Learned society promoting active use of written and spoken Latin

The Academia Latinitati Fovendae (ALF; English: Academy for the Promotion of the Latin Language) is a learned society founded in 1967 to promote the use of the Latin language, both written and spoken.

== Mission ==

John Byron Kuhner writes that "the ALF remains, as one member called it, 'the only major fully international body devoted to preserving and promoting the use of Latin in both speaking and in writing'." Kuhner describes an ALF conference: At first glance, this would appear to be a typical academic conference. Professors are reading papers in lecture halls. But much is different. Everything is conducted in Latin — papers, announcements, conversations over meals.

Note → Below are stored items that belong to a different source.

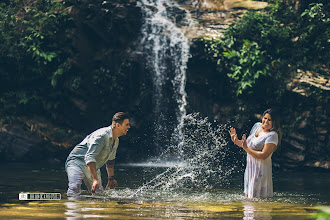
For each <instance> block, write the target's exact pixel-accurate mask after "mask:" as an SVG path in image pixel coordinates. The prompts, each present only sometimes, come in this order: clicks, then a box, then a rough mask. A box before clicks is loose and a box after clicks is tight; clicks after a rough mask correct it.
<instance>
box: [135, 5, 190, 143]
mask: <svg viewBox="0 0 330 220" xmlns="http://www.w3.org/2000/svg"><path fill="white" fill-rule="evenodd" d="M139 4H140V5H139V6H140V7H141V9H142V13H143V17H144V23H143V26H142V30H141V33H142V39H141V42H140V46H139V47H140V48H139V50H140V51H142V52H143V54H144V55H145V58H146V59H147V69H148V71H150V73H151V74H152V79H153V114H154V116H155V125H154V126H155V127H154V131H155V133H154V144H155V145H156V147H157V148H158V149H161V148H162V147H163V146H161V145H164V141H165V140H168V137H169V136H173V134H174V136H175V139H176V141H177V142H178V143H177V144H180V142H181V141H182V125H183V118H184V116H185V115H186V105H187V94H186V91H185V85H186V69H187V62H188V59H189V55H190V54H189V48H190V46H189V39H188V38H187V37H186V36H185V34H184V33H183V30H184V28H189V27H191V26H192V19H191V15H190V12H189V11H188V10H186V9H184V8H183V7H181V6H179V5H178V4H177V3H176V2H175V1H173V0H141V1H140V2H139ZM173 118H174V119H173ZM165 142H166V141H165Z"/></svg>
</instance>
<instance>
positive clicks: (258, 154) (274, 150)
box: [240, 134, 276, 160]
mask: <svg viewBox="0 0 330 220" xmlns="http://www.w3.org/2000/svg"><path fill="white" fill-rule="evenodd" d="M240 147H242V148H243V149H244V150H245V151H246V153H248V154H250V155H251V156H252V157H254V158H256V159H261V160H266V159H267V158H268V157H269V156H270V155H271V153H273V152H274V151H275V149H276V145H275V144H271V143H269V144H265V146H264V148H263V149H262V151H256V150H252V149H251V148H248V147H247V144H246V135H245V134H244V135H243V137H242V145H241V146H240Z"/></svg>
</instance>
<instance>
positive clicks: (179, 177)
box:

The Academy describes its mission as follows:
| ALF's Original Latin | English Translation |
| Academia dat operam, ut, ubicumque fieri possit, lingua Latina praebeatur discenda et exerceatur, non solum, ut mos est inveteratus, textus in linguas vernaculas vertendo, sed etiam scribendo et loquendo. Academiae maxime interest, ut in iis scholis, in quibus lingua Latina discenda praebetur, methodis hodiernis ac vividioribus uti liceat, quibus discipuli delectatione ad discendum alliciantur. | The Academy strives to ensure that the Latin language is offered for learning and practice wherever possible, not only by translating texts into vernacular languages, as is the long-established custom, but also by writing and speaking. A top priority of the Academy is to facilitate the use of modern and more lively methods in schools where Latin is taught, so that students are motivated to learn by enjoyment. |
— ALF, academialatinitatifovendae.com (2026)

== History ==

Scholar Karolis M. Lyvens summarizes the evolution and present mission and role of ALF:

Initially the movement had an ambition to restore the international use of Latin, but later the changed circumstances consisting from the deteriorated knowledge and position of Latin made it doubt its aims, which were clearly not achievable any more. ... The Academy returned to its roots as an organisation uniting the scholars who believe in the vitality of Latin and who use the language actively.

== Publications ==
- Commentarii (Academiae Latinitati Fovendae commentarii): The academy's primary academic, research and literary journal, entirely in Latin.
- Acta selecta: Proceedings of ALF's major international conventions
- Acta Conventiculorum: Proceedings of topical Latin seminars and workshops; specific thematic discussions
- Libri [Books]: Book series published under the ALF imprint.